当前位置：网站首页>Datasets dataset class (2)

Datasets dataset class (2)

2022-06-26 14:32:00 【Live up to your youth】

Object methods （ important ）

1、map function

map(
        function: Optional[Callable] = None,
        with_indices: bool = False,
        with_rank: bool = False,
        input_columns: Optional[Union[str, List[str]]] = None,
        batched: bool = False,
        batch_size: Optional[int] = 1000,
        drop_last_batch: bool = False,
        remove_columns: Optional[Union[str, List[str]]] = None,
        keep_in_memory: bool = False,
        load_from_cache_file: bool = True,
        cache_file_names: Optional[Dict[str, Optional[str]]] = None,
        writer_batch_size: Optional[int] = 1000,
        features: Optional[Features] = None,
        disable_nullable: bool = False,
        fn_kwargs: Optional[dict] = None,
        num_proc: Optional[int] = None,
        desc: Optional[str] = None,
    )

Through a mapping function function, Handle Dataset Every element in . If you don't specify function, The default function is lambda x: x.

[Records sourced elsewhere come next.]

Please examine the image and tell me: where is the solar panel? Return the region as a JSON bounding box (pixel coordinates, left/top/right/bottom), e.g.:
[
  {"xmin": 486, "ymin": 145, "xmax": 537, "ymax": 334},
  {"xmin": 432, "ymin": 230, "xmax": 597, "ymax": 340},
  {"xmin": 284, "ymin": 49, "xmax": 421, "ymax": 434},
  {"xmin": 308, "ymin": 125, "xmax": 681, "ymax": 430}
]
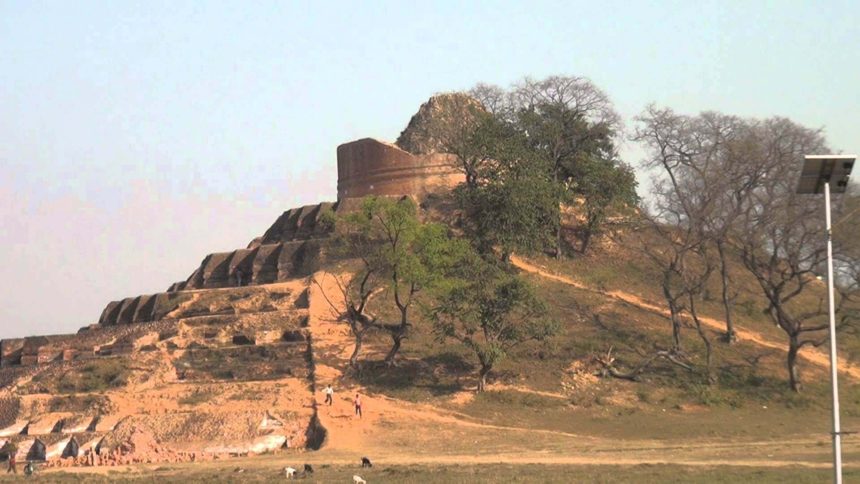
[{"xmin": 797, "ymin": 155, "xmax": 857, "ymax": 193}]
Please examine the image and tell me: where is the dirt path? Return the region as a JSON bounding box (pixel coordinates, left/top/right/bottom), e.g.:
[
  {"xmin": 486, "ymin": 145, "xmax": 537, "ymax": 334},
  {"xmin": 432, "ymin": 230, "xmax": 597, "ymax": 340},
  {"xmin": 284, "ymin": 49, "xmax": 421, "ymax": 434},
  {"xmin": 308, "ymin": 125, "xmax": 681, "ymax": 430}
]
[{"xmin": 511, "ymin": 256, "xmax": 860, "ymax": 380}]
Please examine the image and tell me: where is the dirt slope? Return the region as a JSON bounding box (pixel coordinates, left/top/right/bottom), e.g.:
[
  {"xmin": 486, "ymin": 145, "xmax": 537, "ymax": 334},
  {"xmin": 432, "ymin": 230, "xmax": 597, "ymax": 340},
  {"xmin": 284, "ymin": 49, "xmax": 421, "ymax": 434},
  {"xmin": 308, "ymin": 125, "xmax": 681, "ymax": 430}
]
[{"xmin": 511, "ymin": 256, "xmax": 860, "ymax": 380}]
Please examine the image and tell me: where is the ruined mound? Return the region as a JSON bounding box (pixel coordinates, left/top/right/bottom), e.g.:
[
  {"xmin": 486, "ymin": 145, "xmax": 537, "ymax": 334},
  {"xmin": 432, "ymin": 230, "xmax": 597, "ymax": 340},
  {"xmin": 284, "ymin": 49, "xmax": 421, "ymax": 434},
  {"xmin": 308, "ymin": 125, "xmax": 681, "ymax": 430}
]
[{"xmin": 396, "ymin": 92, "xmax": 486, "ymax": 155}]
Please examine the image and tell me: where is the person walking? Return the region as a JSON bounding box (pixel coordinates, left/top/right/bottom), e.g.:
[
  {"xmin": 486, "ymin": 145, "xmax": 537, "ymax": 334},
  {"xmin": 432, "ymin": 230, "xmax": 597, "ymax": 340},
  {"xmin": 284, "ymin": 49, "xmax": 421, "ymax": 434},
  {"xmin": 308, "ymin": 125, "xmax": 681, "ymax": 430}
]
[{"xmin": 5, "ymin": 442, "xmax": 18, "ymax": 474}]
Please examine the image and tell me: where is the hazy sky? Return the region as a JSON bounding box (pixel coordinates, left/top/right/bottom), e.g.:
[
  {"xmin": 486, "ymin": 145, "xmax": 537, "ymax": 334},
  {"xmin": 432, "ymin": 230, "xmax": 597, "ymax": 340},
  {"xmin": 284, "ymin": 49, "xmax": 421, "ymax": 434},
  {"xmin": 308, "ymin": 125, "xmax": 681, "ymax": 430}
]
[{"xmin": 0, "ymin": 0, "xmax": 860, "ymax": 337}]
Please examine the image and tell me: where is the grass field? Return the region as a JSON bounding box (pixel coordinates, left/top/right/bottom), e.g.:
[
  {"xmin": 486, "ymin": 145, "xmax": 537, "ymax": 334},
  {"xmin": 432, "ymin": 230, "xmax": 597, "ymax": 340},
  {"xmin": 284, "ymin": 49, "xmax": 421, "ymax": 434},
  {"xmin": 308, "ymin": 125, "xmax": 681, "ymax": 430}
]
[{"xmin": 21, "ymin": 459, "xmax": 860, "ymax": 484}]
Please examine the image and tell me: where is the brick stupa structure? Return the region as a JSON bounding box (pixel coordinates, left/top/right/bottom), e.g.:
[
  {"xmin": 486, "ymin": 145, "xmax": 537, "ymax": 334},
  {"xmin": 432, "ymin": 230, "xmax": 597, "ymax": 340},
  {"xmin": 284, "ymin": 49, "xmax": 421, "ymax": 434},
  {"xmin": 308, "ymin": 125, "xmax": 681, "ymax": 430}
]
[
  {"xmin": 0, "ymin": 93, "xmax": 482, "ymax": 362},
  {"xmin": 0, "ymin": 94, "xmax": 480, "ymax": 465}
]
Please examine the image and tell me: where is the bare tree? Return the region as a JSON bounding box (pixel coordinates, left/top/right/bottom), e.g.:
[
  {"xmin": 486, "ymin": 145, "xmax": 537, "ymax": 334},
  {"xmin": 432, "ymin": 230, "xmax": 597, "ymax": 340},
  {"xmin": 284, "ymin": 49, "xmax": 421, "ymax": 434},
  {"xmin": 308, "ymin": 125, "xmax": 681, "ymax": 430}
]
[
  {"xmin": 313, "ymin": 268, "xmax": 379, "ymax": 370},
  {"xmin": 731, "ymin": 118, "xmax": 842, "ymax": 391},
  {"xmin": 634, "ymin": 107, "xmax": 722, "ymax": 382}
]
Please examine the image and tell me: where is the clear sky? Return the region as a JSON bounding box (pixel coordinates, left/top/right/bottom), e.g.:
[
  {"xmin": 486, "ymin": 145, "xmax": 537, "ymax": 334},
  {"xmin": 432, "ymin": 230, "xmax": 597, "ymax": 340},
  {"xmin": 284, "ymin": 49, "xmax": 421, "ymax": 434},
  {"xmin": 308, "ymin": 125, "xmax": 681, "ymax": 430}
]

Parameters batched Indicates whether to perform batch processing , Parameters batch_size Indicates the size of the batch , That is, how many elements are processed each time , The default is 1000. Parameters drop_last_batch Indicates when the quantity of the last batch is less than batch_size, Whether to process the last batch .

>>> import transformers
>>> import datasets
>>> dataset = datasets.load_dataset("glue", "cola", split="train")
>>> dataset
Dataset({
    features: ['sentence', 'label', 'idx'],
    num_rows: 8551
})
>>> dataset = dataset.map(lambda data: tokenizer(data["sentence"],
                                                         padding="max_length",
                                                         truncation=True,
                                                         max_length=10),
                                  batched=True,
                                  batch_size=1000,
                                  drop_last_batch=False)
>>> dataset
Dataset({
    features: ['sentence', 'label', 'idx', 'input_ids', 'token_type_ids', 'attention_mask'],
    num_rows: 8551
})

Parameters input_columns Represents the entered column name , The default is Dataset All columns in , Pass in as a dictionary type . Parameters remove_columns Represents the removed column name .

>>> import transformers
>>> import datasets
>>> dataset = datasets.load_dataset("glue", "cola", split="train")
>>> dataset
Dataset({
    features: ['sentence', 'label', 'idx'],
    num_rows: 8551
})
>>> dataset = dataset.map(lambda data: tokenizer(data["sentence"],padding=True), batched=True)
>>> dataset
Dataset({
    features: ['sentence', 'label', 'idx', 'input_ids', 'token_type_ids', 'attention_mask'],
    num_rows: 8551
})
#  Using parameter input_columns when , Pay attention to the incoming lambda Form of function 
>>> dataset = dataset.map(lambda data: tokenizer(data,
                                                 padding="max_length",
                                                 truncation=True,
                                                 max_length=10),
                          batched=True,
                          batch_size=1000,
                          drop_last_batch=False,
                          input_columns=["sentence"])
>>> dataset
Dataset({
    features: ['sentence', 'input_ids', 'token_type_ids', 'attention_mask'],
    num_rows: 8551
})
#  Using parameter remove_columns
>>> dataset = dataset.map(lambda data: tokenizer(data["sentence"],padding=True), batched=True, remove_columns=["sentence", "idx"])
>>> dataset
Dataset({
    features: ['label', 'input_ids', 'token_type_ids', 'attention_mask'],
    num_rows: 8551
})

2、to_tf_dataset function

to_tf_dataset(
        columns: Union[str, List[str]],
        batch_size: int,
        shuffle: bool,
        collate_fn: Callable,
        drop_remainder: bool = None,
        collate_fn_args: Dict[str, Any] = None,
        label_cols: Union[str, List[str]] = None,
        dummy_labels: bool = False,
        prefetch: bool = True,
    )

according to datasets.Dataset Object to create one tf.data.Dataset object . If you set batch_size Words , that tf.data.Dataset Will be taken from datasets.Dataset Load a batch of data in , Each batch of data is a dictionary , All key names come from the settings columns Parameters .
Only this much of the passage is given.